In December 2002, defendant, a native of Guyana who has been a lawful resident of the United States since 1983, pleaded guilty to the crimes of aggravated unlicensed operation of a motor vehicle in the first degree and driving while intoxicated.   In 2010, the Department of Homeland Security notified defendant that removal proceedings had been commenced as a result of his conviction of aggravated unlicensed operation of a motor vehicle in the first degree, as well as his two prior convictions of petit larceny in 1993 and 1999 (see 8 USC § 1227[a][2][A][ii] ).   Defendant then immediately moved, pro se, to vacate the judgment convicting him of aggravated unlicensed operation of a motor vehicle in the first degree on the basis that, among other things, his counsel had been ineffective for failing to advise him of the immigration consequences of pleading guilty to that crime.   County Court assigned counsel, who filed supplemental motion papers.   Then, without conducting a hearing, the court denied the motion.   Defendant now appeals, by permission of this Court.
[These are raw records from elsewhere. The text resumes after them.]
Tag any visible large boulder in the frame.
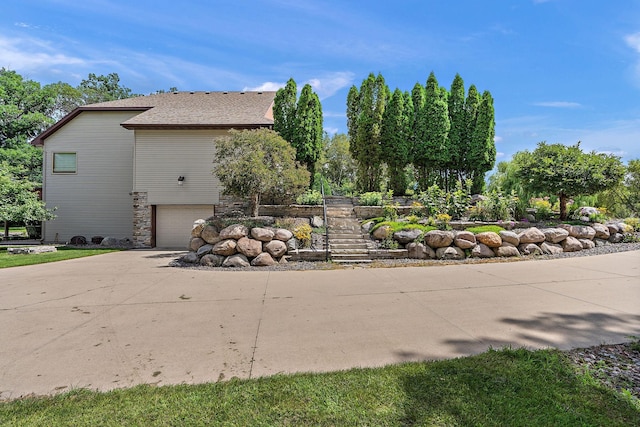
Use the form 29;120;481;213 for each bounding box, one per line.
220;224;249;240
251;252;277;267
560;236;588;252
453;230;476;249
393;228;422;245
191;219;207;237
471;243;496;258
188;237;207;252
569;225;596;240
273;228;293;242
251;227;276;242
578;239;596;249
518;227;546;243
211;239;238;256
407;242;436;259
591;223;611;240
493;243;520;257
518;243;542;255
540;242;564;255
200;224;223;245
222;254;251;267
436;246;465;260
498;230;520;246
424;230;454;249
200;254;225;267
371;225;391;240
476;231;502;248
540;228;569;243
262;240;287;258
236;237;262;258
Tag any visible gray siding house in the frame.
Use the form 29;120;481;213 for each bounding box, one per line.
33;92;275;248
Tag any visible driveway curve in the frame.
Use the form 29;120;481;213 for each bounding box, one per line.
0;250;640;399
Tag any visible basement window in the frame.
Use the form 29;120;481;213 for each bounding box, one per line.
53;153;78;173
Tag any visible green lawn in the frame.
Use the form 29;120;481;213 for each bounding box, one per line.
0;247;120;268
0;349;640;426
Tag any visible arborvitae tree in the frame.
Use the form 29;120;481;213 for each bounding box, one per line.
291;84;323;186
381;89;410;196
469;91;496;193
414;72;450;190
273;78;298;142
447;74;467;187
347;73;389;191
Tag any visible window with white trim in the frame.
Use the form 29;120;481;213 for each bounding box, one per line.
53;153;78;173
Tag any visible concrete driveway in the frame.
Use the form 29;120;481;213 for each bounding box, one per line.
0;250;640;398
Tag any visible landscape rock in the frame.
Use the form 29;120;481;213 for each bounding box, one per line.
498;230;520;246
189;237;207;251
222;254;251;267
493;243;520;257
561;236;589;252
424;230;459;249
393;228;422;245
200;224;223;245
262;240;287;258
436;246;465;260
578;239;596;249
196;244;213;258
236;237;262;258
471;243;496;258
273;228;293;242
518;227;546;243
251;252;277;267
371;225;391;240
220;224;249;240
251;227;276;242
540;228;569;243
453;230;476;249
518;243;542;255
540;242;564;255
569;225;596;240
591;223;611;240
200;254;225;267
406;242;436;259
211;239;237;256
476;231;502;248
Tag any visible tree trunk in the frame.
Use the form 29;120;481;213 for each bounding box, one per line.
251;193;260;218
559;193;567;221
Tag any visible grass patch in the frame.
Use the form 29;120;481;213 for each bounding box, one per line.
0;349;640;426
466;225;504;234
0;246;121;268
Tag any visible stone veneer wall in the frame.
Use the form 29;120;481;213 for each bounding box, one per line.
132;191;152;248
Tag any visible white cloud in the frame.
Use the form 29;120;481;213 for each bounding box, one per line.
533;101;582;108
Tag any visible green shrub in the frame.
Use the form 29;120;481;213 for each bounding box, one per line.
296;190;322;205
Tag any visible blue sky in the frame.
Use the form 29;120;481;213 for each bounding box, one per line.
0;0;640;162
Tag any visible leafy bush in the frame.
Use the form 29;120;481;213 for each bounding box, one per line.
358;191;384;206
293;224;313;248
296;190;322;205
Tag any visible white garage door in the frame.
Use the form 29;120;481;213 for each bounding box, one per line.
156;205;213;249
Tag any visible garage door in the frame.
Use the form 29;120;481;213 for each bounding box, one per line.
156;205;213;249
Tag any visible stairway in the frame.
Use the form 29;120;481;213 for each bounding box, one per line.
325;196;373;264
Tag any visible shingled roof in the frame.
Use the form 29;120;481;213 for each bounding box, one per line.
32;91;276;145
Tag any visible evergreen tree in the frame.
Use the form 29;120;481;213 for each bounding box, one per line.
273;78;298;142
381;89;410;196
291;84;323;186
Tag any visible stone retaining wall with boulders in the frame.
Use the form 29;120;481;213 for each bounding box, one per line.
374;223;632;259
180;219;296;267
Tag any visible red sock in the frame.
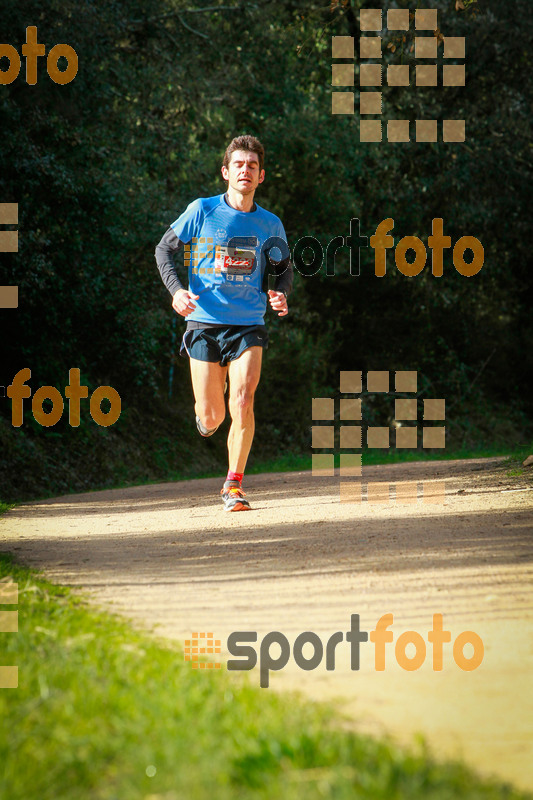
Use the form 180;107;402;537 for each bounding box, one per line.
226;469;244;483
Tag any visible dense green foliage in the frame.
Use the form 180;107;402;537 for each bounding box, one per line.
0;554;531;800
0;0;533;499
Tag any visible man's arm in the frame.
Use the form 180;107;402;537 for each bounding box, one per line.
270;256;294;296
155;228;198;317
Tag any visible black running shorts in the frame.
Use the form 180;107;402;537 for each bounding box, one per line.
180;325;268;367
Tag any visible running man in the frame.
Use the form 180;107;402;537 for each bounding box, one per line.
155;136;293;511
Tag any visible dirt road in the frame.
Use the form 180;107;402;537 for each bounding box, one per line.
0;459;533;789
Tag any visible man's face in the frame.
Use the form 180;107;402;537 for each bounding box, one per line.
222;150;265;194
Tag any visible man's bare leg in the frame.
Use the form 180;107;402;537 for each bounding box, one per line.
228;347;263;473
189;358;228;430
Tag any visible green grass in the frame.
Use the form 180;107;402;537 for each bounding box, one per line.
246;444;533;477
0;555;527;800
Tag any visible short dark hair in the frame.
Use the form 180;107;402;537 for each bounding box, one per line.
222;134;265;170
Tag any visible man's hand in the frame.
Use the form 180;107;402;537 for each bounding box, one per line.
172;289;200;317
268;289;289;317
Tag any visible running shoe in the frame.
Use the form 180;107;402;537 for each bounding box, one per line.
196;417;220;439
220;481;251;511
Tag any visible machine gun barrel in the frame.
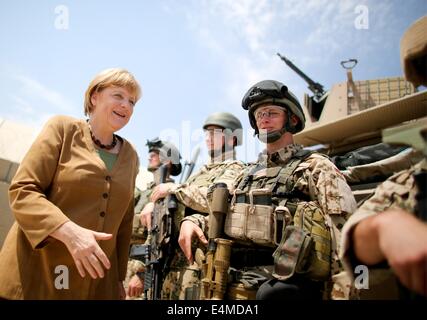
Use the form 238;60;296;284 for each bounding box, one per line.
277;53;325;99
 County Court did not abuse its discretion by denying defendant's motion without a hearing on the basis that the motion was procedurally defective.   Although defendant's arguments exclusively pertain to matters entirely outside the record, neither the pro se motion papers nor the supplemental motion papers submitted by counsel contained “sworn allegations substantiating or tending to substantiate all the essential facts” underlying his claims (CPL 440.30[4] [b];  see People v. Leonard, 63 A.D.3d 1278, 1278, 881 N.Y.S.2d 220 [2009], lv. denied 13 N.Y.3d 797, 887 N.Y.S.2d 547, 916 N.E.2d 442 [2009];  People v. Murray, 25 A.D.3d 911, 912, 807 N.Y.S.2d 473 [2006], lv. denied 6 N.Y.3d 896, 817 N.Y.S.2d 631, 850 N.E.2d 678 [2006] ).

 Even if we were to find defendant's motion papers to be sufficient, we would still find that County Court did not abuse its discretion by denying the motion without a hearing.   In order to successfully assert an ineffective assistance of counsel claim under the U.S. Constitution, defendant must demonstrate that counsel's performance was deficient and that such performance prejudiced defendant (see Strickland v. Washington, 466 U.S. 668, 687, 104 S.Ct. 2052, 80 L.Ed.2d 674 [1984]. Further, assuming, arguendo, that the recent U.S. Supreme Court case, Padilla v. Kentucky, 559 U.S. ––––, 130 S.Ct. 1473, 176 L.Ed.2d 284 [2010] ), is appropriately applied retroactively,1 the record before us reflects that, at the time that defendant pleaded guilty in 2002, he had been previously twice convicted of petit larceny, which convictions rendered defendant a “deportable alien[ ]” according to federal law as early as 1999 (see 8 USC § 1227[a][2][A][ii] ).   Thus, regardless of whether defendant pleaded guilty to the charges in 2002, had been found guilty after trial or had been acquitted, his status as a deportable alien would not have been affected.   Accordingly, the alleged failure of defendant's counsel to inform him of the immigration consequences of his guilty plea in 2002 did not prejudice defendant in any way.

In light of this conclusion, we need not address defendant's remaining contention.

ORDERED that the order is affirmed.

FOOTNOTES

1.   Apparently, no appellate court in this state has directly addressed this issue and the trial courts are split in their decisions (see People v. Marino–Affaitati, 88 A.D.3d 742, 744, 930 N.Y.S.2d 77 [2011], lv. denied 18 N.Y.3d 995, 945 N.Y.S.2d 650, 968 N.E.2d 1006 [2012];  see also People v. Coelho, 31 Misc.3d 1230[A], 2011 N.Y. Slip Op. 50913[U], 2011 WL 2022568 [2011];  People v. Gasperd, 33 Misc.3d 1228[A], 2011 N.Y. Slip Op. 52147[U], 2011 WL 6014460 [2011] ).   Because the issue is not directly before this Court, we will not make any determination in this regard.

MALONE JR., J.

PETERS, P.J., ROSE, LAHTINEN and KAVANAGH, JJ., concur.